In den elf Jahren seiner Macht hatte Assad, der als Modernisierer und Reformer angetreten war, unzählige Male den Syrern mehr Freiheit verheißen, doch sie – abgesehen von einer kurzen Epoche des „Damaszener Frühlings“ 2000/2001 - nicht in die Tat gesetzt. Seine Modernisierung beschränkte sich auf ökonomische Reformen. Deshalb reagierten die Syrer auch nun skeptisch. Das Reformpaket klingt zwar eindrucksvoll und kommt den Forderungen der Opposition weitgehend entgegen. Soziale Nöte sollen durch eine 20- bis 30-prozentige Gehaltserhöhung für Staatsangestellten gelindert, neue Arbeitsplätze geschaffen werden. Ein Komitee aus führenden Mitgliedern des Regimes soll Untersuchungen der Katastrophe von Deraa einleiten. Als Beweis, dass er es ernst meint, entließ Assad den unpopulären Gouverneur und schreckt auch vor Aktionen gegen seine eigene Familie nicht zurück. Der Kommandanten des militärischen Geheimdienstes von Deraa, Zuelhelma Shalish, ein Vetter des Präsidenten, muss seinen Posten in der Stadt räumen.
Doch dass er die anderen Versprechen tatsächlich in die Tat setzt, erscheint vielen Syrern unwahrscheinlich, würde dies doch ein Ende des Machtmonopols der Baath-Partei bedeuten: ein neues Gesetz zum Kampf gegen Korruption (das starke Kräfte im Regime empfindlich treffen würde und deshalb kaum durchzusetzen ist); die Zulassung politischer Parteien, Pressefreiheit und ein Ende willkürlicher Verhaftungen. Doch vom größten Anliegen der Opposition – der Freilassung Tausender politischer Gefangener – ist keine Rede und auch nicht von einer raschen Aufhebung des seit fast 40 Jahren herrschenden Notstandsgesetze, die willkürliche Verhaftung und gewaltsame Zerschlagungen von Protestkundgebungen ermöglichen.

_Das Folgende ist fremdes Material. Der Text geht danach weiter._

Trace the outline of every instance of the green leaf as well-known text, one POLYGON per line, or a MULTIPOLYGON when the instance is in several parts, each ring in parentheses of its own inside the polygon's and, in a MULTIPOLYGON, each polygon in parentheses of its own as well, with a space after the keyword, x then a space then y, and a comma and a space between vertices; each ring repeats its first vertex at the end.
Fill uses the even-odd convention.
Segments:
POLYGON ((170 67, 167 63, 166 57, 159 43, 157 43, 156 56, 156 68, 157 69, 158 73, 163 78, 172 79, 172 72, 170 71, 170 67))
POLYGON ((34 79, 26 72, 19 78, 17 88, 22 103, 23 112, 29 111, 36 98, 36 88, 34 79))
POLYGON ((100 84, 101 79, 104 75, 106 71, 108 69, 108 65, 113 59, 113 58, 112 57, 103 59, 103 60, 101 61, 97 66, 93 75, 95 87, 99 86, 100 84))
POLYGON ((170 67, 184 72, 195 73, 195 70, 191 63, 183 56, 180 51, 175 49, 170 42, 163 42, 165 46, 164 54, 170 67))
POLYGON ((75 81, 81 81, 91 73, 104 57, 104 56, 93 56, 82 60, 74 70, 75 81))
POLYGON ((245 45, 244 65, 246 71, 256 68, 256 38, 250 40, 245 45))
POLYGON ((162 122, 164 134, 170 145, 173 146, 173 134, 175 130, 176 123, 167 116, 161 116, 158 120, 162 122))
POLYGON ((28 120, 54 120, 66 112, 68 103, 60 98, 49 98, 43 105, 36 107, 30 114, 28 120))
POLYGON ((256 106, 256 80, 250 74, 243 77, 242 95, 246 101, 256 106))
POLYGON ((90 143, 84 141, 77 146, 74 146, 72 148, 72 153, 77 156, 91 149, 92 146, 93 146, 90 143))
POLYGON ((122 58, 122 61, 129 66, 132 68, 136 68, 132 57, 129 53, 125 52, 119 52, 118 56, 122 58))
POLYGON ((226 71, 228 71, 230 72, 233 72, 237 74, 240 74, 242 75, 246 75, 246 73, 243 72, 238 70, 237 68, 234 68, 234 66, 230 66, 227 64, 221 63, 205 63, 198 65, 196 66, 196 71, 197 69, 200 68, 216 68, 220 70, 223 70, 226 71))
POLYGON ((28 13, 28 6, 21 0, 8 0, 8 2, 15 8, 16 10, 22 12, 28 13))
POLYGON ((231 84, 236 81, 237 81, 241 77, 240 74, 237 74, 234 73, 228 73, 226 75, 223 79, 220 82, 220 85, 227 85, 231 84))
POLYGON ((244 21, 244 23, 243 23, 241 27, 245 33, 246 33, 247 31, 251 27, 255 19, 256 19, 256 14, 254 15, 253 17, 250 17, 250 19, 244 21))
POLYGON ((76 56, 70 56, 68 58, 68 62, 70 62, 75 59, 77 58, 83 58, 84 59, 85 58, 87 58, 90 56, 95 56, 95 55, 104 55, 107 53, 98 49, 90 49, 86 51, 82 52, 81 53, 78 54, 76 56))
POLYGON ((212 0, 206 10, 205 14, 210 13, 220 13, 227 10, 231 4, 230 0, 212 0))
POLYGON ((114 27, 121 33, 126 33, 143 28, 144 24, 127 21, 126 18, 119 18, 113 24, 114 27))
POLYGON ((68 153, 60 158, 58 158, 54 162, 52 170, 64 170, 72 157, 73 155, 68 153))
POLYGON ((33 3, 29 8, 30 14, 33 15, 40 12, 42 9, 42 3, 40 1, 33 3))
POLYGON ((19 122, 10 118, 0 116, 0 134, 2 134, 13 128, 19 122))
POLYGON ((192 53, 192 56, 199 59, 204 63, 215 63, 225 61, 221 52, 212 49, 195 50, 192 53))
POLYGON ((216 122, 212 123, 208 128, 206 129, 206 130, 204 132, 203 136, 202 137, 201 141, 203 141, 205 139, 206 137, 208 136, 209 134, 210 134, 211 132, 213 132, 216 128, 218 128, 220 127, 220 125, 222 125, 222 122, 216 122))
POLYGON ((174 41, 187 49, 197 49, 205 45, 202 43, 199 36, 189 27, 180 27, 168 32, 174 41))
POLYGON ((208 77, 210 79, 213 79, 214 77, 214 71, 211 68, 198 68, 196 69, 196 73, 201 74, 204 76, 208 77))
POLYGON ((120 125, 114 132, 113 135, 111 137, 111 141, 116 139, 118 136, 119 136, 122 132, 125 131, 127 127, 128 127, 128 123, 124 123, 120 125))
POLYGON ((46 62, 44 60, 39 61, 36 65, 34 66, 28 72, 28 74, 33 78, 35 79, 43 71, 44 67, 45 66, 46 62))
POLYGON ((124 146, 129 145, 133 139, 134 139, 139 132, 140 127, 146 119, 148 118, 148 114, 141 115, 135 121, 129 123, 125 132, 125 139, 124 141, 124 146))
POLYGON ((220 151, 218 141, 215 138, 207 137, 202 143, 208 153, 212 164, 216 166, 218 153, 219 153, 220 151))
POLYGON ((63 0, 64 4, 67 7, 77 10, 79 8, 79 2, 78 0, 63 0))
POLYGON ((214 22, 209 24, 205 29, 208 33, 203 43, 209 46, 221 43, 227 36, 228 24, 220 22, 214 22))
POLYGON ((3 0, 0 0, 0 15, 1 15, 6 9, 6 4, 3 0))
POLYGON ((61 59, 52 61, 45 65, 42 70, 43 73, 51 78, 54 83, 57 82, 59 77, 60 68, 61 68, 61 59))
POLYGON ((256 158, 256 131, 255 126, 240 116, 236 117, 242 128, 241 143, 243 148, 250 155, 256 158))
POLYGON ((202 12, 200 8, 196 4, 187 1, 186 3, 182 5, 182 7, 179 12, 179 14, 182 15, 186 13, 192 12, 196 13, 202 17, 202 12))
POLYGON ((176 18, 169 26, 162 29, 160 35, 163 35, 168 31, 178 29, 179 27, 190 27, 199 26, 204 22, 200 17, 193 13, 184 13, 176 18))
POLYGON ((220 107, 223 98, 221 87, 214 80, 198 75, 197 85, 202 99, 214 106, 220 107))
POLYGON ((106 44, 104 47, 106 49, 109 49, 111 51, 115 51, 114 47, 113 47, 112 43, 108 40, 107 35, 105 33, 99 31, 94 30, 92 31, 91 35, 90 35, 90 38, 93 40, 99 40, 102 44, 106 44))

Wenn sich Assad nicht vorbehaltlos für den Weg der Reformen entscheidet, diesen auch gegen die Hardliner im Regime durchzusetzen vermag, und zwar rasch, wird er die zunächst erst zaghaft begonnene Welle der Rebellion nicht stoppen können. Die politische Opposition ist führerlos, zersplittert, ohne Einfluss. Es sind die jungen Syrer, die wie in anderen arabischen Ländern Unfreiheit, Armut, politische Stagnation und Perspektivlosigkeit nicht länger hinnehmen wollen und die mehr und mehr Menschen mit sich reißen könnten. „Syrien gleicht einer Bombe, zur Explosion bereit“, meint denn auch der prominente Dissident Haitham al-Maleh.